16. The sun is shining when line 7 eventually pulls out of the tunnel into the open air. Big industrial buildings are marked with the word MOKBA, as if one were likely to forget that this is still Moscow. I feel more at home amongst the Asian, Islamic and oriental faces of the working class people on this train, and on the street at Vykhino. Somehow I feel that the poor people of Russia are the most honest and sympathetic, and suddenly above my head Tolstoy and Trotsky are hovering, temporarily replacing Gogol and Dostoyevsky.
17. In the secondhand shop I go crazy, because you pay by weight. I buy mostly women’s clothes:
a) A beige smock which I think of as “Russian”, but it’s probably from H&M. When I get this home I can’t pull it on without ripping the seams.
b) A pair of silver trousers which could only really be worn on stage.
c) A caramel top with a built-in scarf (I wear it onstage the following night and am able to do some Mick Jagger moves with the scarf. Later I throw it away.)
d) A grey sweater with a decollete front which shows a cheeky triangle of my chest hair (rather than the woman’s cleavage it’s supposed to frame).
e) A purple V-necked sweater.
f) A cream-coloured woollen scarf which, for me, connotes moral goodness.

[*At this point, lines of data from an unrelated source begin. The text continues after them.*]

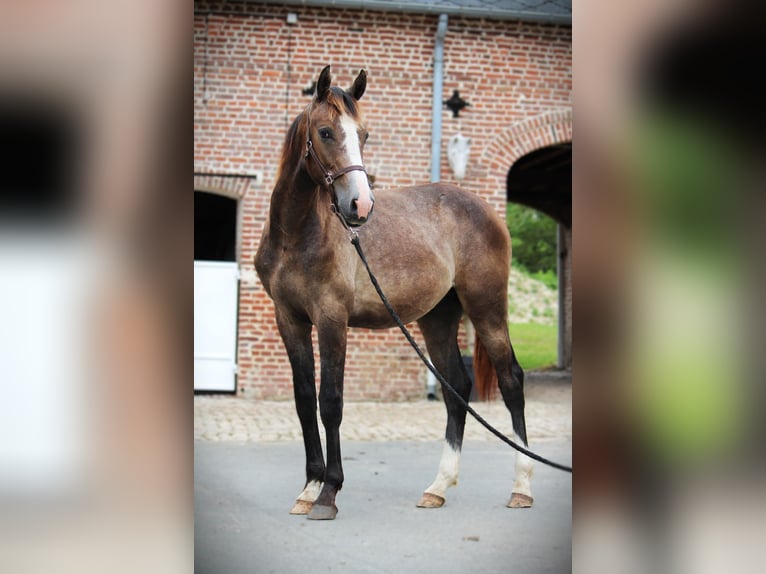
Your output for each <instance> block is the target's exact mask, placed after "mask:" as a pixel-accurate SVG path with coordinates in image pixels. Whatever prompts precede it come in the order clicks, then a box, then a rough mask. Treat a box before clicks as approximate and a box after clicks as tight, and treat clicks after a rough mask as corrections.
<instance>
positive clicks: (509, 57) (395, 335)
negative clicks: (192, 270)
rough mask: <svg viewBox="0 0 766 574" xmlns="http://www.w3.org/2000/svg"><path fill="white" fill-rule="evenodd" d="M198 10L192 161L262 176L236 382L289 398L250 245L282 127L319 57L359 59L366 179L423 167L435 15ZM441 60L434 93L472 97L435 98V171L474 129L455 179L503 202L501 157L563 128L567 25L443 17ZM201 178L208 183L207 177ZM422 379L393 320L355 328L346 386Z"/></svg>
mask: <svg viewBox="0 0 766 574" xmlns="http://www.w3.org/2000/svg"><path fill="white" fill-rule="evenodd" d="M195 10H196V11H197V15H196V16H195V21H194V33H195V35H194V38H195V42H194V77H195V82H194V110H195V111H194V128H195V149H194V153H195V172H196V173H243V172H247V171H251V170H260V171H262V172H263V178H262V179H258V180H255V181H252V180H251V181H250V182H249V184H248V185H246V186H245V185H243V186H241V187H240V188H239V189H242V190H244V192H243V193H244V195H243V196H242V199H241V200H240V228H241V231H240V237H239V246H238V259H239V262H240V266H241V269H242V273H243V280H242V283H241V289H240V314H239V349H238V362H239V367H240V370H239V373H240V374H239V392H240V393H241V394H242V395H244V396H249V397H255V398H286V397H289V396H291V395H292V386H291V375H290V369H289V365H288V362H287V358H286V356H285V353H284V350H283V347H282V343H281V340H280V339H279V335H278V334H277V331H276V328H275V326H274V314H273V309H272V304H271V301H270V300H269V299H268V297H267V296H266V294H265V292H264V291H263V289H262V287H261V285H260V283H259V282H258V281H257V279H256V278H255V274H254V270H253V256H254V254H255V250H256V249H257V245H258V240H259V238H260V235H261V231H262V228H263V224H264V221H265V218H266V214H267V211H268V203H269V197H270V193H271V187H272V185H273V183H274V177H275V171H276V166H277V160H278V157H279V152H280V147H281V144H282V141H283V138H284V134H285V131H286V129H287V126H288V125H289V122H291V121H292V119H293V118H294V117H295V116H296V115H297V114H298V113H300V112H301V111H302V110H303V109H304V107H305V106H306V105H307V104H308V102H309V98H308V97H307V96H303V95H302V94H301V90H302V89H303V88H305V87H308V86H309V85H311V83H312V82H313V81H314V80H315V79H316V77H317V76H318V73H319V71H320V70H321V68H322V67H323V66H324V65H326V64H328V63H330V64H332V65H333V75H334V77H335V79H336V82H337V83H339V84H340V85H342V86H344V87H347V86H348V85H350V83H351V82H352V81H353V78H354V76H355V75H356V73H357V72H358V70H359V69H360V68H362V67H363V68H365V69H366V70H367V72H368V87H367V92H366V94H365V96H364V98H363V99H362V103H363V104H364V108H365V112H366V116H367V124H368V127H369V128H370V140H369V143H368V145H367V147H366V148H365V163H366V165H367V166H368V171H369V172H370V173H371V174H372V175H374V176H375V178H376V183H375V184H376V187H397V186H403V185H411V184H415V183H424V182H427V181H429V180H430V150H431V97H432V94H431V90H432V59H433V49H434V37H435V33H436V25H437V19H438V18H437V16H432V15H414V14H395V13H383V12H372V11H353V10H335V9H318V8H301V7H292V8H286V7H282V6H278V5H262V4H237V5H234V6H231V5H228V4H226V3H204V2H197V3H195ZM224 12H225V13H224ZM288 12H295V13H297V14H298V23H297V24H295V25H292V26H291V25H288V24H287V23H286V16H287V13H288ZM206 13H207V15H206ZM288 60H289V62H290V71H289V78H288ZM444 68H445V75H444V98H443V99H447V98H449V96H450V95H451V93H452V90H454V89H457V90H459V91H460V94H461V96H462V97H464V98H465V99H466V100H468V101H469V102H470V104H471V106H470V107H469V108H467V109H465V110H464V111H463V112H461V117H460V118H457V119H454V118H452V113H451V112H450V111H449V110H448V109H447V108H444V111H443V134H442V141H443V146H442V150H443V152H442V168H441V175H442V180H444V181H453V179H452V174H451V171H450V169H449V165H448V163H447V158H446V142H447V140H448V139H449V138H450V137H451V136H452V135H454V134H455V133H457V132H458V131H460V132H461V133H462V134H463V135H465V136H467V137H470V138H472V149H471V157H470V159H469V165H468V170H467V174H466V178H465V180H464V181H463V186H464V187H467V188H469V189H472V190H474V191H476V192H477V193H479V194H481V195H482V196H483V197H485V198H486V199H487V200H488V201H490V202H491V203H492V204H493V205H495V206H496V207H497V208H498V210H499V211H500V212H501V213H504V211H505V193H506V191H505V178H506V176H507V173H508V170H509V169H510V167H511V163H512V162H513V161H515V159H518V157H520V155H523V153H522V152H524V149H527V148H529V149H528V151H532V149H536V147H541V146H543V145H549V144H550V143H556V142H558V141H569V140H571V113H570V111H569V110H570V108H571V77H572V75H571V29H570V28H567V27H562V26H550V25H537V24H529V23H520V22H509V21H492V20H483V19H469V18H459V17H450V18H449V25H448V30H447V36H446V39H445V63H444ZM288 86H289V87H288ZM518 126H524V127H523V128H521V129H520V131H519V128H518ZM514 129H516V131H514ZM524 153H525V152H524ZM202 180H205V182H207V183H206V185H207V190H209V191H210V190H213V191H215V182H213V180H214V178H200V181H201V182H202ZM211 182H213V183H211ZM203 183H204V182H202V183H200V185H203ZM221 185H223V184H221ZM228 185H230V186H231V185H232V184H230V183H229V184H228ZM222 191H223V192H226V190H222ZM229 194H231V193H230V192H229ZM418 338H419V339H420V336H419V334H418ZM317 365H318V357H317ZM425 384H426V372H425V367H423V366H422V365H421V364H420V363H419V362H418V360H417V358H416V357H415V355H414V353H413V352H412V351H411V349H410V348H409V345H408V344H407V343H406V341H405V340H404V339H403V337H402V336H401V334H400V333H399V332H398V331H393V330H392V331H368V330H363V329H353V330H352V331H351V333H350V335H349V341H348V360H347V367H346V397H347V398H348V399H349V400H355V399H386V400H406V399H411V398H417V397H422V396H423V394H424V389H425Z"/></svg>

18. The Moscow metro map looks like a diagram of Sputnik. Sputnik is mostly important to me because of the so-called Sputnik Shock, the moment when Americans decided they had to invest a lot more money in education and creativity if they weren’t to fall behind in the Space Race and be humiliated. Thus it was that the explosion of American creativity in the 1960s – moonwalking, the internet, LSD, the freewheelin’ Bob Dylan and all the rest of it – was actually set in motion by Russia.
19. Overall, I am more a “Russian” person than an “American” person.
20. I have nothing to say about Pussy Riot or the resurgence of Russian nationalist groups.
21. Snow fell during the night on the day before my departure from Moscow. The following day I stood – in my totally inadequate sandals – in a big slushy pile of snow, wetting my foot as I climbed into a taxi. It was probably the worst thing that happened to me in Moscow, and it wasn’t bad at all.
22. To be honest, I spent a large proportion of my Moscow hours in the restaurant at Artplay, using the internet and listening to the same tape play over and over. As a result I came to recognise and appreciate Nouvelle Vague’s cover of the Cramps song Human Fly, and Adam Green’s Cigarette Burns Forever. I also ate a lot of not-particularly-Russian schawarma.

23. I was paid for my concert in cash, first in roubles and then in euros. To get the euros, promoter Ygor took the roubles to a street currency trader. I was given 500 euro notes, which I’d never seen before. Later, when I paid these into a bank in Britain, three separate employees had to hold them up to the light and compare them with examples in a book, to ensure that they were genuine. They passed every test. When the bank employees asked where the euros were from, I lied and said Spain. I felt that if I’d said Russia, three more employees might have to be summoned.
24. I flew directly to Barcelona from Sheremetyevo Airport. And I must say, Barcelona felt very, very nice after Moscow. The sun shone, it was warm, there were beautiful orange and pink flowers everywhere, the buildings had charming art nouveau detailing, there were benches and fountains and narrow cobbled streets and a delightfully serious and intellectual show at the contemporary art museum. Gentle zephyrs blew in from the Balearic Sea, scooters beeped, people seemed calm and happy despite newspaper talk of economic crisis. I thought: “I wonder if you people know how lucky you are?”

25. The author Tao Lin once wrote a piece about Seattle for a Seattle paper despite – or rather because of – the fact that he’d never been there. That’s basically what I’ve been doing in this article, and what I would have been doing in the Walser piece too. But for some reason the art magazine never commissioned it.